Tout dans ce récit repose sur l’étroite relation unissant les deux frères. La plupart du temps, leurs jours s’écoulent tel un long fleuve tranquille. Mais bientôt s’élèvent les vents, les eaux s’agitent, survient la tempête. Le Roitelet est en crise. Rien ne va plus. Des puissances occultes lui veulent du mal. Il entend des voix. Il délire. Seul l’écrivain semble en mesure de lui porter secours. Sa grande sollicitude impressionne. Les soins qu’il prodigue à son petit frère lui sont salutaires. Et c’est un peu donnant donnant. Ce petit oiseau blessé, lui-même grandement impressionnant, se montre capable en certains moments d’éclairer la lanterne de son frère, l’écrivain. J’en veux pour preuve ses remarques relatives à la scène de l’hypotypose. Ce grand malade, souvent en proie au délire, sait, lorsqu’il n’hallucine pas, lire mieux que quiconque le monde réel. Il parle peu. Mais ses silences sont éloquents. Son frère et lui se devinent à demi-mots. Si l’aîné écrit, le cadet de son côté est un immense lecteur. Les poètes représentent dans son existence comme des bouées de sauvetage. Par temps d’accalmie, après les violentes tempêtes, la poésie l’apaise, elle lui permet de maintenir sa pauvre tête malade hors de l’eau. Il importe ici de souligner l’intime corrélation prévalant dans la constitution des deux hommes. L’un est le double de l’autre. Le malade et l’aidant naturel sont en quelque sorte des frères jumeaux. Ils se complètent comme lecteurs et écrivains se complètent. Je rappelle que le Roitelet lit et que son frère écrit. Le premier lit non seulement les poètes, mais également les ouvrages du narrateur. Il les commente et jette sur eux un éclairage si pertinent que pour la recension que voici je pourrais me contenter d’enfiler telles des perles les propos qu’il tient à leur endroit. C’est lui d’ailleurs qui conclut le récit. « Oui, presque rien n’arrive dans cette histoire, mais tout y a un sens. »  
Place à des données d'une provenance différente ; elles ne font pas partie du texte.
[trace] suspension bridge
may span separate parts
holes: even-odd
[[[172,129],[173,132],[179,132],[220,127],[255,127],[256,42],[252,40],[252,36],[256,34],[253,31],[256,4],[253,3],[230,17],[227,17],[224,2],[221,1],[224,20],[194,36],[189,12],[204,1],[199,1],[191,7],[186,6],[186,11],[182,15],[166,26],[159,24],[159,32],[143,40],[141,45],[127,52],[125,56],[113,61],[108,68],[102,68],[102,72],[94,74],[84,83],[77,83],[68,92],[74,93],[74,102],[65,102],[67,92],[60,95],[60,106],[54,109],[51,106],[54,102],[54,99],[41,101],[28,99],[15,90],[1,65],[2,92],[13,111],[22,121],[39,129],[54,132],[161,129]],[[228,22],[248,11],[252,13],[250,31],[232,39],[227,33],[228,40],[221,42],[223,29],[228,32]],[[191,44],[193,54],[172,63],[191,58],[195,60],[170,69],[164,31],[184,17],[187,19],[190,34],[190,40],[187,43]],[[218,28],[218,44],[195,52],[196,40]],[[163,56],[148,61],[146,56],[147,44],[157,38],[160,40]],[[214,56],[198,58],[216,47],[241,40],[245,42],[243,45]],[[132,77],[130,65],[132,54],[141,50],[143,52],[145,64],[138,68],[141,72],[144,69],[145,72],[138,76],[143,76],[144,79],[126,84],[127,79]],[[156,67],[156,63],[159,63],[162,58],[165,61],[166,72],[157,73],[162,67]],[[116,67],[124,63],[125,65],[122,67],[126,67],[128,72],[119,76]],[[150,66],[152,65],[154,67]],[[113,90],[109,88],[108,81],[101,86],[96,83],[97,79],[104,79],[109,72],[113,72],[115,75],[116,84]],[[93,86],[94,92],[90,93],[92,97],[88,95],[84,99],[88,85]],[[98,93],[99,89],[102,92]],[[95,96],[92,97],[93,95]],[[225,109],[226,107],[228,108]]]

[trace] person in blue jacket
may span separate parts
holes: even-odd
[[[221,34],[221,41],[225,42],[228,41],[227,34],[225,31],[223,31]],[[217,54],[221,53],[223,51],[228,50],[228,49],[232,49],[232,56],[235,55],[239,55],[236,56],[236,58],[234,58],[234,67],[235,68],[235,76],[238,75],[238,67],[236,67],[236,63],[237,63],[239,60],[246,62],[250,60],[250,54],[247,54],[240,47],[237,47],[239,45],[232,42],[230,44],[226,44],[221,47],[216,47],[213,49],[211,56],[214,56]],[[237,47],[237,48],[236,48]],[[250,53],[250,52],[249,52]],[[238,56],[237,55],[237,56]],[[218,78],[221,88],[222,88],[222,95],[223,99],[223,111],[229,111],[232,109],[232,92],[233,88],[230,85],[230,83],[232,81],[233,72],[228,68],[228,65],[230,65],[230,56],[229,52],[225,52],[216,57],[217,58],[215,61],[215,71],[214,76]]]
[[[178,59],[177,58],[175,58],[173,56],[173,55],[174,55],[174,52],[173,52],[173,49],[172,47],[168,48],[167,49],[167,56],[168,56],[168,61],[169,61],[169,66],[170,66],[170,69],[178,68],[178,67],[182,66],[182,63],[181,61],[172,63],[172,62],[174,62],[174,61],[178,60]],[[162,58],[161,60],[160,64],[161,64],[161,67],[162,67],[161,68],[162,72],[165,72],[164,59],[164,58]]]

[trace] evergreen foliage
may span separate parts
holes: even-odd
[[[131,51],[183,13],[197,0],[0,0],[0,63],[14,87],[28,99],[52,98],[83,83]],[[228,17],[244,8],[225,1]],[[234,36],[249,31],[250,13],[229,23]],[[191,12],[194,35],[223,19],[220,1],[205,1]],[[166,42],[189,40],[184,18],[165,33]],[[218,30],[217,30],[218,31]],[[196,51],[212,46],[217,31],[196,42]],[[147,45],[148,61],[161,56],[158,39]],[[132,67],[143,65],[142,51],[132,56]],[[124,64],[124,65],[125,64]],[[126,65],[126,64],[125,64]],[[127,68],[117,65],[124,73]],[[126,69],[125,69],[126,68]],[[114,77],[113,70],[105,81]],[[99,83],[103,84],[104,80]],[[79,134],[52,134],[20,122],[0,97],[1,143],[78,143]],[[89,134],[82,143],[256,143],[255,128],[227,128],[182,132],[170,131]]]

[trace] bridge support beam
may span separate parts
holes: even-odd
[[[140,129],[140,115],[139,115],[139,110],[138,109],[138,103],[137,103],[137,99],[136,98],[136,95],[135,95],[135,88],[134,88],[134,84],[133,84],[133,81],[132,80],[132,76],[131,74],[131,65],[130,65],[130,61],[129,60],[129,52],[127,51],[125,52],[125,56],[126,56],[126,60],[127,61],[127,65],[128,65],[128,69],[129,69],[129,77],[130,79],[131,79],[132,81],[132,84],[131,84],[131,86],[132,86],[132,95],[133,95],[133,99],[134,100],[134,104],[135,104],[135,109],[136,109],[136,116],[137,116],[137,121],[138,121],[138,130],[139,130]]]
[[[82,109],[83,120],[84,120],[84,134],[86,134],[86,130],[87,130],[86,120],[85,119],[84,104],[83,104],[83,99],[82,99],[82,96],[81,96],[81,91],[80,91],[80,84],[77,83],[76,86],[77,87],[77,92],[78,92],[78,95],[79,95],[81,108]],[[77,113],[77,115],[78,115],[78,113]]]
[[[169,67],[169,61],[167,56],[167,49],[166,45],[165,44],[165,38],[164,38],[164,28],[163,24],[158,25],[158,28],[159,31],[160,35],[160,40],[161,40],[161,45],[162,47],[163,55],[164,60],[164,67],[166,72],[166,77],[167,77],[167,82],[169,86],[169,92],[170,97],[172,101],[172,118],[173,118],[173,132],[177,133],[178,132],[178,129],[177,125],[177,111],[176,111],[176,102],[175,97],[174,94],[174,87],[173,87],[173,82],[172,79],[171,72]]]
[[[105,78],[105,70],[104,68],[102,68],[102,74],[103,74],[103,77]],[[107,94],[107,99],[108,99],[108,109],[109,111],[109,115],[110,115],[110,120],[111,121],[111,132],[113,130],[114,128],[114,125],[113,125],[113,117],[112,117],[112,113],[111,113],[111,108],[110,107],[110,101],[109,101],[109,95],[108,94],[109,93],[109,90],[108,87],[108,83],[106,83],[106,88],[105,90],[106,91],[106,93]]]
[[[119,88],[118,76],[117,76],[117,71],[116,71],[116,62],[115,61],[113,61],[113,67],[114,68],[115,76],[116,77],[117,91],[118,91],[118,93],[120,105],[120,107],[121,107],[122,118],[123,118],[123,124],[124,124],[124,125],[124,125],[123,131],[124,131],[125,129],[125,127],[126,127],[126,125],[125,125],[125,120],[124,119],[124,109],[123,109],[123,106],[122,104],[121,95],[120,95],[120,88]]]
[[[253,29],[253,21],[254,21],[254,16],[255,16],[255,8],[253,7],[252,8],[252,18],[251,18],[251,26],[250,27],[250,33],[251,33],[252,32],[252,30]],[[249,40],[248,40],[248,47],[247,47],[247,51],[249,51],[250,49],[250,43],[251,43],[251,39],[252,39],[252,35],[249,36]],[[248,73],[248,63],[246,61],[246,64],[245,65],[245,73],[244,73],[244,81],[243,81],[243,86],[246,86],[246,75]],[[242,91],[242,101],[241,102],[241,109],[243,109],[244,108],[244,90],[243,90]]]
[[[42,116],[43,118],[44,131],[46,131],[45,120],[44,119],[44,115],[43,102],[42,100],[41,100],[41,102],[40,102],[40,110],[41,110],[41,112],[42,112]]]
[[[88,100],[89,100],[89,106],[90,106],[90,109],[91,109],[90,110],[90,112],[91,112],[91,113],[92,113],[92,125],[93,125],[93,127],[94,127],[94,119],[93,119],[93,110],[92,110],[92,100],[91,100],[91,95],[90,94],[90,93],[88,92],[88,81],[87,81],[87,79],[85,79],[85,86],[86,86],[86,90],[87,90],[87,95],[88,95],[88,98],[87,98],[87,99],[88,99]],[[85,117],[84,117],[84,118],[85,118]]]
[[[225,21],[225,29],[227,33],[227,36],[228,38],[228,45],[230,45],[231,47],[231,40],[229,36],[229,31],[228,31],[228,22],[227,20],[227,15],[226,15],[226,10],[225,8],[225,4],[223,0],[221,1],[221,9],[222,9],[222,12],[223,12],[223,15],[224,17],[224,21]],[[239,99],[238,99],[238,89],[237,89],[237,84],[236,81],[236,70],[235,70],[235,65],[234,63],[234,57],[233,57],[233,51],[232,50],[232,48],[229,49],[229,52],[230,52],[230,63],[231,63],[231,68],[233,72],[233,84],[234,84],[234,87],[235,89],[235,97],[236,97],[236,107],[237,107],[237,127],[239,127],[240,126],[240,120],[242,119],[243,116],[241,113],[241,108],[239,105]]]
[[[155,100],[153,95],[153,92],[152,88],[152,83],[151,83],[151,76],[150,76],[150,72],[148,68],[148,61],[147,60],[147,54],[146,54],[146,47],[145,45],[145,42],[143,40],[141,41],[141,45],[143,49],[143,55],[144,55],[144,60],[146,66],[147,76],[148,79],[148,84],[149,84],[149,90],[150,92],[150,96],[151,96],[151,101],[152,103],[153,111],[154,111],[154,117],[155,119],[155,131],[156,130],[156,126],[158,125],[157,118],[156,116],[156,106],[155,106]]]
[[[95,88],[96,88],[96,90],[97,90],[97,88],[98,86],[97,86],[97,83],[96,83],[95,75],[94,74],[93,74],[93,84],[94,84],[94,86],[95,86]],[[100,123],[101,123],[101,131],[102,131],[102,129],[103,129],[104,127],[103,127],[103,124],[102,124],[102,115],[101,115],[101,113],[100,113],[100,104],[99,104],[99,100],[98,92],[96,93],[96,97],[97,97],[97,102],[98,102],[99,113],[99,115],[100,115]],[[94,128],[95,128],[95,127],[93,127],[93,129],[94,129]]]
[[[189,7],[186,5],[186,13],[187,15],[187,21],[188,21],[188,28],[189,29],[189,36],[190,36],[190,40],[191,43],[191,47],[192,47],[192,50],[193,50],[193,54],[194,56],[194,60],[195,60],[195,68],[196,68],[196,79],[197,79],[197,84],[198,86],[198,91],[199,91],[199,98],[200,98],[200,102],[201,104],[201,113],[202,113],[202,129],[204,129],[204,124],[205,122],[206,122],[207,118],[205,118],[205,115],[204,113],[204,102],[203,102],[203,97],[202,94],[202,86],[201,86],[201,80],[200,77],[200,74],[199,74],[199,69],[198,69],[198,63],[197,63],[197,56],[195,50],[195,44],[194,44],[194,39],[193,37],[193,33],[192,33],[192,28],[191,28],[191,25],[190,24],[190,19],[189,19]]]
Le sens. Quand rien ne se passe, à lui seul ou presque, confère sa raison d’être à une histoire. Pour le Roitelet, qui recourt dans son chaos à la lecture de si nombreux recueils de poésie, lire a tout à voir avec une quête de sens, mais rien, vraiment rien avec la recherche d’un divertissement. Sur ce plan, en digne émule de Pascal, il refuse de détourner son regard de la lumière que doivent impérativement lui renvoyer les livres. Il s’élève avec véhémence contre son frère qui lui a un jour proposé la lecture d’un roman destiné à lui changer les idées. Il ne l’a guère apprécié. Dans sa colère, on croirait entendre fulminer l’Antonin Artaud qui déclarait que « Toute l’écriture est de la cochonnerie. » Elle l’est pour le Roitelet si elle ne l’augmente pas. Retour à Pascal, au peu de considération qu’il accorde au divertissement. Pour des raisons analogues, ayant hautement trait à Dieu, le Roitelet réclame du sens : « Je veux que les livres changent ma vie. » Dieu est au centre du sens. Il y est dans son absence pour le narrateur, il y est dans sa trop grande distance pour le Roitelet. Les discussions entre les frères portent souvent sur ce sujet. Ah ! se dira-t-on, ce livre est un ouvrage intellectuel, il traite de questions complexes, est une manière de traité, d’essai littéraire. Mettons les choses au clair, ce serait le cas, on ne s’en plaindrait qu’à condition d’exiger que toute substance soit frappée d’interdit dans un ouvrage de littérature. Ce n’est pas là notre opinion. Où est l’action ? Où l’aventure ? On les cherchera en vain. Mais on trouvera mieux. Ce ne sera pas à la manière de Stevenson, mais on découvrira maints trésors. Ce sont des trésors d’humanité, des bijoux de la pensée, des scintillements de fleurs des champs, des lumières perçues par des regards scrutant l’immensité de la Voie lactée.

Mais diable ! Comment s’y prend-il ce Beauchemin pour nous envoûter de si aimable manière ? La réponse se trouve dans son écriture. Même s’il y a là plus qu’une question de style, son écriture, me semble-t-il, est en grande partie responsable du sentiment de bien-être que l’on ressent en parcourant son petit livre. C’est qu’il y entre une bien discrète magie, une douce sorcellerie tenant à sa nature, que je dirais toute naturelle.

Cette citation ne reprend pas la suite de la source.